Launching an app
So we’ve been working on an app called Conversations for a while now, and it’s been through its fair share of ups and downs considering everyone in the team is busy trying to get through college. And as if that wasn’t hectic enough, the backend we used to get the app up and running decided to shut down on us (this is me throwing shade at Facebook for shutting down Parse). Luckily, there are plenty of fish out there in the sea, and even though we had to integrate a bunch of components from a lot of different providers, we were able to match (and most of the time, even one up) the functionality we were able to achieve with Parse.
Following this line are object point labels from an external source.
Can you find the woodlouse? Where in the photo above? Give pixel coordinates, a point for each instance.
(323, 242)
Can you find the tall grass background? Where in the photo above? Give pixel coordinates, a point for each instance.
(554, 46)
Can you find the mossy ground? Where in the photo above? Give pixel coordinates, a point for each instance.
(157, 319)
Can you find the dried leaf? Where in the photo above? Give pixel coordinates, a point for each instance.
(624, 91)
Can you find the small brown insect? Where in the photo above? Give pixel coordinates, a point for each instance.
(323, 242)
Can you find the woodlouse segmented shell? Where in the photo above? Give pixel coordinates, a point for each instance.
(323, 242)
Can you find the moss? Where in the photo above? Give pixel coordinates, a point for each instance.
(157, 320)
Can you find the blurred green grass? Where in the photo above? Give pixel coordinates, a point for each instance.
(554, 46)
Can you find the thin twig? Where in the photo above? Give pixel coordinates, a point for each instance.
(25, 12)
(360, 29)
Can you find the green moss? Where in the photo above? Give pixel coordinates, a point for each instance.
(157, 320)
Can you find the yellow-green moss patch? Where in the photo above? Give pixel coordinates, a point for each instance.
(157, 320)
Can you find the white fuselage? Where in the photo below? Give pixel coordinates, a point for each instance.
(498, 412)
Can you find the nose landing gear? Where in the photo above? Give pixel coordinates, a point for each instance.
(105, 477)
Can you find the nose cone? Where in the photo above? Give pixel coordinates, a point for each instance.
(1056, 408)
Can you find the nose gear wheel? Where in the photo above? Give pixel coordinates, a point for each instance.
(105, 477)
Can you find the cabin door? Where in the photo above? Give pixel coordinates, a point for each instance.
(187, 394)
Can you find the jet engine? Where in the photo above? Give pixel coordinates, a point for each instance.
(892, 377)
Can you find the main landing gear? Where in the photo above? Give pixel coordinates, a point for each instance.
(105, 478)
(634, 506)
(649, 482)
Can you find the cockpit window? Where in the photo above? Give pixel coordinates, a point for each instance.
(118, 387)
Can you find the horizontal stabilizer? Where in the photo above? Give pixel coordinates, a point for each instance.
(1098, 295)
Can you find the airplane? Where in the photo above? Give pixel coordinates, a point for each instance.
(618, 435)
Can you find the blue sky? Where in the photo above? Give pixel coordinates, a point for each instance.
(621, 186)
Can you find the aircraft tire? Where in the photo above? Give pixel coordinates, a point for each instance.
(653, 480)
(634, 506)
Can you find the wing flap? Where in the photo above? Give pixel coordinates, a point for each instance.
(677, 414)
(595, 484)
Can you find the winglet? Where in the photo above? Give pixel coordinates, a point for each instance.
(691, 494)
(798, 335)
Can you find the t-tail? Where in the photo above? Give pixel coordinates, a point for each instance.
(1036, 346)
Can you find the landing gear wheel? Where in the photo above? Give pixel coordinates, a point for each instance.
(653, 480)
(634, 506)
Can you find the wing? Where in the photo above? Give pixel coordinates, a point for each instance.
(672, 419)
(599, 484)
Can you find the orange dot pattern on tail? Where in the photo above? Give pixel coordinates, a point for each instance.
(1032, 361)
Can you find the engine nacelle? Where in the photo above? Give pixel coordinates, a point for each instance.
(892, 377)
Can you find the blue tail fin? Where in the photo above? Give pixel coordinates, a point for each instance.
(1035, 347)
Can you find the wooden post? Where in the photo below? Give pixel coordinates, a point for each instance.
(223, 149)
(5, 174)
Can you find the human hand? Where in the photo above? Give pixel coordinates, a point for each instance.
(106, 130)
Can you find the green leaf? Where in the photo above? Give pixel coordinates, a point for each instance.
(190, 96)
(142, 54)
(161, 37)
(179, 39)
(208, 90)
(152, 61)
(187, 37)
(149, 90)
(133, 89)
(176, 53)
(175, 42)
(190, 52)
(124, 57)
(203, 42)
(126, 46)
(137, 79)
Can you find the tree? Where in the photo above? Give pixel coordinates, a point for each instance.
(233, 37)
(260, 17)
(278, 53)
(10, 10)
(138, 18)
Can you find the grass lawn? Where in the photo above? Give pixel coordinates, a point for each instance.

It would be a sin from my side to not mention Firebase at this point. Firebase is a dynamic database with almost magical cross-platform syncning abilities that is owned by Google. It has really helped us build a sturdy, blazing-fast realtime app in a surprisingly short amount of time. We also had to rely on Amazon’s S3 file storage system because we had previously made a wrong decision to store every bit of data sent by users as strings in the app which had very negative consequences when it came to speed.
We also had to back track on some design choices we made along the way that confused our testers due to their very gesture-reliant nature. We also tried to bring the design of the app closer to that of the OS running on the user’s device. We realised that as users use a certain operating system for a while, they get comfortable with gestures and buttons that the OS provides them. And in doing so, we were able to come up with some design rules that would make sure our app looks unique among all the other apps out there, and yet look similar on every platform we ship on.
And even after jumping through all those hurdles, we still had to deal with a lot of bugs that arose from cross platform development like the way time is represented on different devices, that audio format used to record voice messages and the way the camera rotates the images based on orientation of the device. Yet, in fixing all these bugs, we did learn a lot about the platforms we were building for and also a good bit of programming as well.
But in the end, all that matters is that “Real artists ship” as Steve Jobs once said. And even though we don’t consider ourselves to be artists, I think it works just as well rewritten as “Real programmers deploy”.